Stating that liquefied petroleum gas (LPG) cylinders are being sold at higher prices than the prices set by the government, State Minister for Power, Energy and Mineral Resources Nasrul Hamid has said, warning action.
"It is noted that 12-kg LPG cylinders are being sold at prices of Tk100-200 more than the government-set prices. Monitoring will be increased from now on and action will be taken accordingly," he said while speaking at a workshop on the safe use of LPG cylinders in eateries yesterday. Bangladesh Energy Regulatory Commission (BERC) organised the workshop.
The state minister said that all traders in the LPG sector should be brought under surveillance. The commission is monitoring the prices. But the retailers in the market increase the prices in different ways. Those who regulate LPG distributors also have responsibilities. The Commission may be checking prices in some areas. It is the distributor's responsibility to confirm prices in the areas concerned.
Nasrul mentioned that the demand for LPG in 2009 was about 66 thousand tonnes while it is now more than 14 lakh tonnes.
Referring to the policy requirements for the use of LPG cylinders in eateries, he said they dangerously keep four to five cylinders close to stoves, which poses a risk of accidents at any time. Along with BERC, organisations like Rajuk, Chittagong Development Authority, Cox's Bazar City Development Authority, etc should also look into this matter, the state minister suggested.
Stating that pipeline gas is no longer needed in residential buildings, the state minister said that everyone can use LPG very easily and safely by placing tanks under multi-storeyed buildings. Installation of such tanks can also be done area-wise.
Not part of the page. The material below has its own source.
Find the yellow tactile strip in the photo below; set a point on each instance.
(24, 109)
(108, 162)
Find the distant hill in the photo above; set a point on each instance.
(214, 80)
The state minister said that state-run Titas Gas Transmission and Distribution Company has taken up a big project to replace the 50- to 60-year-old pipeline, the project will be completed by the next four to five years. He said that this will reduce gas theft.
The government has recently fixed the prices of eggs, onions and potatoes in its bid to contain the runaway food inflation, which hit a 12-year-high last month. However, the government's move did not have a significant impact on the market.
Experts have long suggested focusing on market monitoring rather than government price-setting.